Where does that leave libertarians? Well, it leaves this libertarian rather more sympathetic to conservatives, who are more reliable than leftists about defending life and economic liberty....

When I say "defend my life," I mean on city streets as well as overseas.

...I think libertarians have a lot to lose by throwing in with leftists. And they probably have nothing to gain that won't be gained anyway, as society proceeds -- in its glacial way -- to liberate individuals from the bonds of repressive laws.

Why should libertarians make a Faustian bargain with the left to achieve personal liberation -- which, with persistence, will come in due time -- when the price of that bargain is further economic enslavement and greater insecurity?

UPDATE:

For corroboration, I turn to Philip Klein's "Rifts and the Right" at Tech Central Station:
Whether libertarians like it or not, cultural issues most likely did more to reelect President Bush than enthusiasm for Social Security reform.

This does not mean that libertarians who want to influence conservative thought should throw their hands up in despair. A debate that has echoed in conservative and libertarian enclaves on the Internet over the past few days has focused on the rift between the two groups, but there is a common ground to be had. To achieve this common ground, libertarians must acknowledge that values are important and conservatives must push to remove government from the values debate.


Libertarians should realize that it is not, by definition, a contradiction of limited government principles to suggest that the erosion of traditional values has had adverse effects on American society. In fact, the existence of a culture that fosters shared values is essential to a free society....


The problem with social conservatives lies not in their ultimate goal of strengthening families or in their belief that religion has an important role to play in society, but in their means of getting what they want. If conservatives believe in small government, they can't make an exception on social issues.


Almost every major "values" issue originates from the government being overly involved in areas it shouldn't be in. The debate over stem-cell research is spurred by government involvement in medical research. School prayer is controversial because parents are denied control over their education dollars....


Libertarians and conservatives share a common interest in getting the government out of people's lives while preserving the values on which this country was founded.

As I wrote in Part IV of "Practical Libertarianism for Americans":
Forbearance from meddling in the socio-economic order implies laissez-faire, except to prevent or remedy an actual harm....As Hayek pointed out, liberty requires a degree of stability in society; otherwise, how can you decide, with any degree of confidence, what sort of life and livelihood to pursue? Of course, there can be such a thing as too much stability (as Hayek also argued), as well as too much instability. Thus it is equally damaging to liberty to use the law to bar interracial marriage, to foster affirmative action as it is practiced in the United States, to prohibit smoking on private property, or to regulate economic activity on the basis of environmental hysteria rather than sound science.

To paraphrase what I wrote here, you may want government to meddle in certain private matters because that meddling seems to advance liberty. But it should bother you that government can just as easily restrict liberty, all in the name of meeting a pressing social or economic need.

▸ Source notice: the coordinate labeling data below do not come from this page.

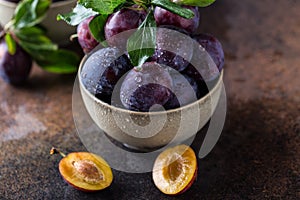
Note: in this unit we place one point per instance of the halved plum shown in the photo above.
(85, 171)
(175, 169)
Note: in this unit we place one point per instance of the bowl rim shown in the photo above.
(13, 5)
(185, 107)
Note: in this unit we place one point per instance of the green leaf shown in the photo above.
(104, 7)
(174, 8)
(11, 44)
(60, 61)
(78, 14)
(30, 12)
(141, 45)
(96, 27)
(199, 3)
(34, 36)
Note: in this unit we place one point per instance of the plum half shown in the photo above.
(175, 170)
(85, 171)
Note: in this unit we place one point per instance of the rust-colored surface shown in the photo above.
(257, 156)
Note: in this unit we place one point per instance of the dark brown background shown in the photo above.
(257, 156)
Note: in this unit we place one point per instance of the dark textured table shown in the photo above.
(257, 156)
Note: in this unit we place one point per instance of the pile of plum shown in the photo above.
(166, 79)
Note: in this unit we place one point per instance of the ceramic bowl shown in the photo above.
(58, 31)
(150, 130)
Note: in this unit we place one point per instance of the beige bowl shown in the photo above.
(58, 31)
(151, 130)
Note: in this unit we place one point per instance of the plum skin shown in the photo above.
(214, 49)
(120, 21)
(182, 53)
(16, 68)
(165, 17)
(142, 89)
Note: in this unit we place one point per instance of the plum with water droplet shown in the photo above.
(208, 58)
(15, 68)
(102, 70)
(176, 55)
(120, 21)
(85, 37)
(143, 89)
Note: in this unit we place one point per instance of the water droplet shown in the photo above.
(138, 79)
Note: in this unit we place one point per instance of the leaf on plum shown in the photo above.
(141, 45)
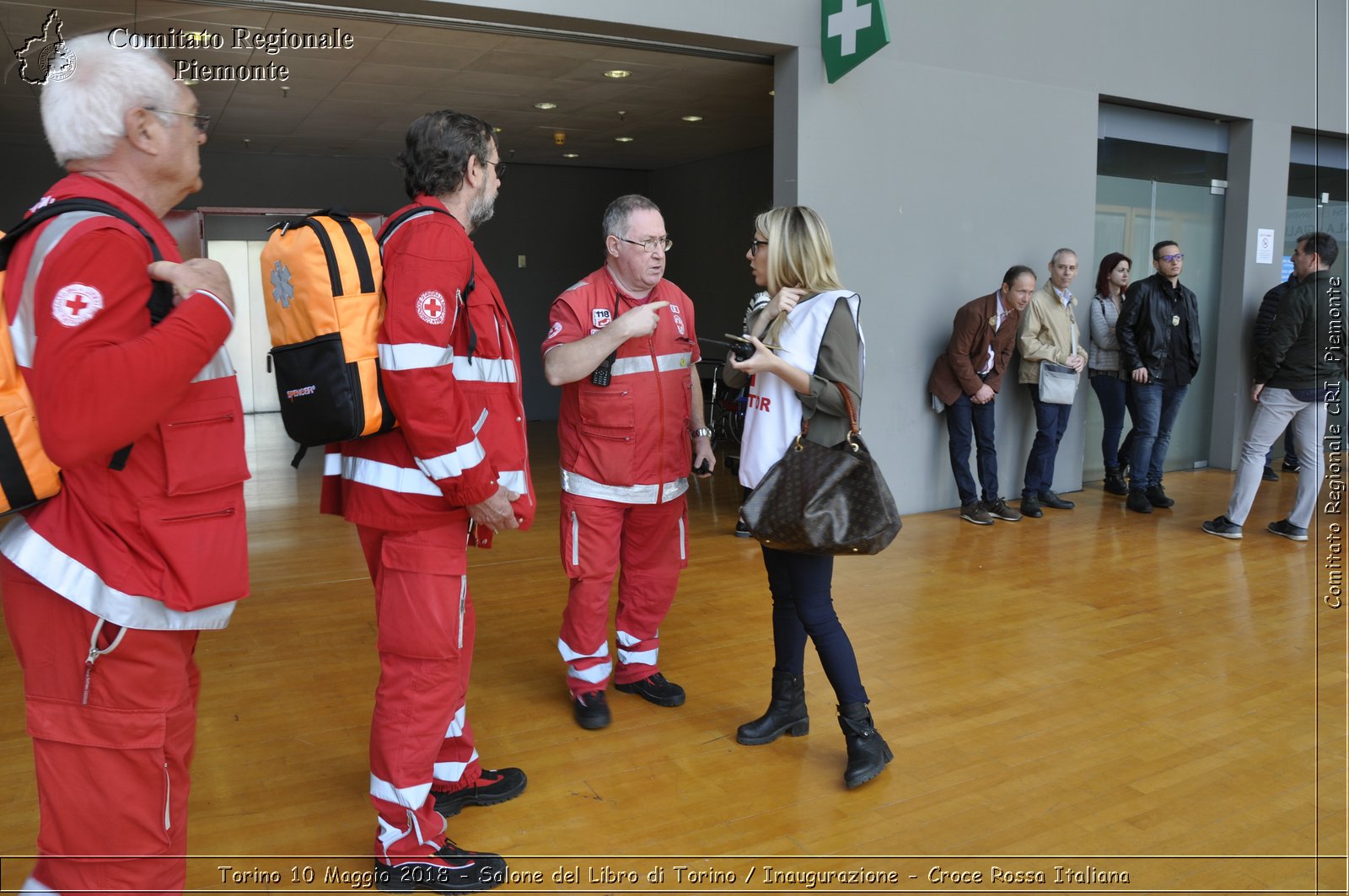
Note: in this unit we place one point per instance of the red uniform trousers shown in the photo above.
(420, 738)
(111, 768)
(651, 543)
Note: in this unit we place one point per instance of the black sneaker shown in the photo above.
(496, 786)
(1050, 498)
(1288, 530)
(1158, 496)
(1137, 501)
(1223, 528)
(975, 513)
(656, 689)
(591, 710)
(1000, 510)
(447, 871)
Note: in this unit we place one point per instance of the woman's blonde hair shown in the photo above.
(800, 253)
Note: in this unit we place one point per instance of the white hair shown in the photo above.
(84, 115)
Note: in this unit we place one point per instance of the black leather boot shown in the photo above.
(786, 713)
(1115, 482)
(868, 752)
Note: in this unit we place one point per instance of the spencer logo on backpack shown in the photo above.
(325, 280)
(27, 475)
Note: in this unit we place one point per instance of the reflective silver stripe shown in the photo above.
(485, 370)
(575, 483)
(409, 797)
(80, 584)
(593, 675)
(452, 463)
(218, 368)
(415, 357)
(405, 480)
(644, 657)
(642, 363)
(571, 656)
(452, 770)
(22, 331)
(513, 480)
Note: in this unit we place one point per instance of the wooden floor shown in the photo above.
(1090, 689)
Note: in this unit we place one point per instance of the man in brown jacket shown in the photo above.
(968, 378)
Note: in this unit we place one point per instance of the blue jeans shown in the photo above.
(803, 606)
(1153, 408)
(1112, 393)
(1051, 421)
(962, 419)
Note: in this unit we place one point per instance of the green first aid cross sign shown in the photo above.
(852, 31)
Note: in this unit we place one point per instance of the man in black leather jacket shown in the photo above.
(1159, 345)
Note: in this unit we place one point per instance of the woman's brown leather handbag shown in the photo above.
(820, 500)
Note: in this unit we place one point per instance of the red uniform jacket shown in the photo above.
(460, 413)
(159, 544)
(632, 435)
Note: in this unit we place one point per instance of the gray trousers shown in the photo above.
(1274, 410)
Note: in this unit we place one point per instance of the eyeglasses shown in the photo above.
(652, 244)
(200, 121)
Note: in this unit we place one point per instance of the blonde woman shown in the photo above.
(814, 325)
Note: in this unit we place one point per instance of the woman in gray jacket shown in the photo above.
(1108, 381)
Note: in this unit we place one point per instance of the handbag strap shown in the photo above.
(852, 416)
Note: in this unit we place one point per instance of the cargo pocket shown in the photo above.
(204, 545)
(193, 436)
(422, 594)
(103, 779)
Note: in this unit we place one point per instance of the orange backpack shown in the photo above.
(325, 278)
(27, 475)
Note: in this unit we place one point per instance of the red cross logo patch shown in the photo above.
(431, 307)
(76, 304)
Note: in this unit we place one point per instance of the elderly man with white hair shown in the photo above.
(108, 583)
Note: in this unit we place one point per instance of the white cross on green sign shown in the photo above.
(852, 31)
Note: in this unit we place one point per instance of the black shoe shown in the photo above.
(1223, 528)
(786, 713)
(868, 754)
(975, 513)
(1000, 510)
(1158, 496)
(1051, 498)
(591, 710)
(496, 786)
(1288, 530)
(447, 871)
(1115, 482)
(656, 689)
(1137, 501)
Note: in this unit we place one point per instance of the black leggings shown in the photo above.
(803, 605)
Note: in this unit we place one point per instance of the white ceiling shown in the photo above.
(359, 101)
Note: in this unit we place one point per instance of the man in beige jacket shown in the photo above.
(1049, 332)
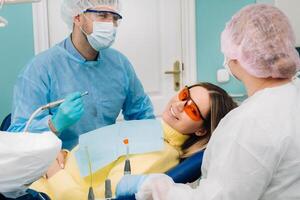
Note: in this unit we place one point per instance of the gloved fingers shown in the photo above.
(76, 115)
(61, 159)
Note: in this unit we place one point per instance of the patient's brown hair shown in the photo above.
(221, 104)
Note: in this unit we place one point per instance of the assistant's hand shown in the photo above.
(69, 112)
(129, 185)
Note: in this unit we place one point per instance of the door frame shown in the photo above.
(188, 27)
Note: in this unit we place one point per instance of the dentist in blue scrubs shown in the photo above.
(82, 62)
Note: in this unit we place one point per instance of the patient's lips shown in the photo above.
(173, 113)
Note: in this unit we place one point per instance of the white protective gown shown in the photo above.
(253, 154)
(24, 158)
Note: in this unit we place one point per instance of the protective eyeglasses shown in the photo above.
(100, 15)
(190, 107)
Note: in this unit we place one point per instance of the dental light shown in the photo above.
(3, 21)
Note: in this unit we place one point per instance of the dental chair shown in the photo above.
(187, 171)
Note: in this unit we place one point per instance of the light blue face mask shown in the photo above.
(103, 35)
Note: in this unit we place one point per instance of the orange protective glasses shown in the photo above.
(190, 107)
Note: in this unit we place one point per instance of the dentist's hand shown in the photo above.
(69, 112)
(129, 185)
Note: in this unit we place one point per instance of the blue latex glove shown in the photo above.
(69, 112)
(129, 185)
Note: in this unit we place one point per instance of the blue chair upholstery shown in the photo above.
(188, 171)
(5, 123)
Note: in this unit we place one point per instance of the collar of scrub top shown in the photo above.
(69, 46)
(103, 11)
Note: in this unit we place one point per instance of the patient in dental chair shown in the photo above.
(188, 122)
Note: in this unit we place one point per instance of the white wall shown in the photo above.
(291, 8)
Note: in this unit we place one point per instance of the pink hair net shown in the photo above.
(261, 38)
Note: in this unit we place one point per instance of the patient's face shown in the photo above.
(175, 116)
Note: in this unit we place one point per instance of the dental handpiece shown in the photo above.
(58, 102)
(45, 107)
(127, 166)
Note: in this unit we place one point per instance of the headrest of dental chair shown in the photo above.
(5, 123)
(187, 171)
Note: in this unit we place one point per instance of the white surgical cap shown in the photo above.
(71, 8)
(261, 38)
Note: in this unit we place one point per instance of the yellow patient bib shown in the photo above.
(68, 184)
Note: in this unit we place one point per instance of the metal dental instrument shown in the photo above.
(108, 192)
(127, 167)
(91, 195)
(45, 107)
(57, 103)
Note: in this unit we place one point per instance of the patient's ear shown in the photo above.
(201, 132)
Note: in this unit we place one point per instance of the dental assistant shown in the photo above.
(254, 152)
(82, 62)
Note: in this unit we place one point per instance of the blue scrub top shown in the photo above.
(110, 80)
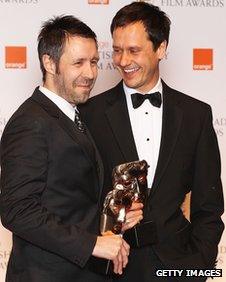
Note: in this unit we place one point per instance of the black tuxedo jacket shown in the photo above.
(188, 161)
(51, 181)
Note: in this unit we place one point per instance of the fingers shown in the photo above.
(132, 219)
(122, 258)
(107, 247)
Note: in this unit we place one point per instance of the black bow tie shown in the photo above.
(154, 98)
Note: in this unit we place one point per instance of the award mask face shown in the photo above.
(129, 185)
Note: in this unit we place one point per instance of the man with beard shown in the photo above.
(52, 174)
(143, 118)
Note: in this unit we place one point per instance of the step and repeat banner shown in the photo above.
(195, 61)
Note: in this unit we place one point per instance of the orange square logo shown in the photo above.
(202, 59)
(15, 57)
(98, 2)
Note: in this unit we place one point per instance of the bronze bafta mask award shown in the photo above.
(129, 185)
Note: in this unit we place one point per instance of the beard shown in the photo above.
(76, 92)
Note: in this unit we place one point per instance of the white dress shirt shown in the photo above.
(146, 123)
(60, 102)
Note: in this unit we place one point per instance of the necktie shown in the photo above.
(78, 122)
(154, 98)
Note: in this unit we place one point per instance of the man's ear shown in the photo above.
(162, 50)
(48, 64)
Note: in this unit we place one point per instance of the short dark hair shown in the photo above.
(53, 35)
(155, 21)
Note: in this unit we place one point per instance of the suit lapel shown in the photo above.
(171, 123)
(85, 142)
(118, 118)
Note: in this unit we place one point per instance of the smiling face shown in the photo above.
(135, 58)
(77, 71)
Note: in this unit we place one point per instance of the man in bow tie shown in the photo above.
(51, 171)
(143, 118)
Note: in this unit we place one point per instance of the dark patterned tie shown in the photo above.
(78, 122)
(154, 98)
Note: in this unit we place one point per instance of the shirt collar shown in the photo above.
(61, 103)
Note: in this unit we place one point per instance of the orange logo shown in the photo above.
(98, 2)
(15, 57)
(202, 59)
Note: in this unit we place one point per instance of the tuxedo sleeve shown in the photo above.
(24, 171)
(207, 196)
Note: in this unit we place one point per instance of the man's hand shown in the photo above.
(108, 246)
(122, 258)
(133, 216)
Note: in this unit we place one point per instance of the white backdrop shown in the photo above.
(196, 24)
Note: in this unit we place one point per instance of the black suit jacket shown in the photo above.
(188, 161)
(51, 181)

Government has taken liberty down a slippery slope, and every instance of meddling -- always for a "good" cause -- creates a precedent for another step down the slope. It all reminds me of this exchange from Act I, Scene 6, of Robert Bolt's play about Sir Thomas More, A Man for All Seasons:
Roper: So now you'd give the Devil benefit of law.

More: Yes. What would you do? Cut a great road through the law to get after the Devil?

Roper: I'd cut down every law in England to do that.

More: Oh? And when the last law was down--and the Devil turned round on you--where would you hide? Yes, I'd give the Devil benefit of law, for my own safety's sake.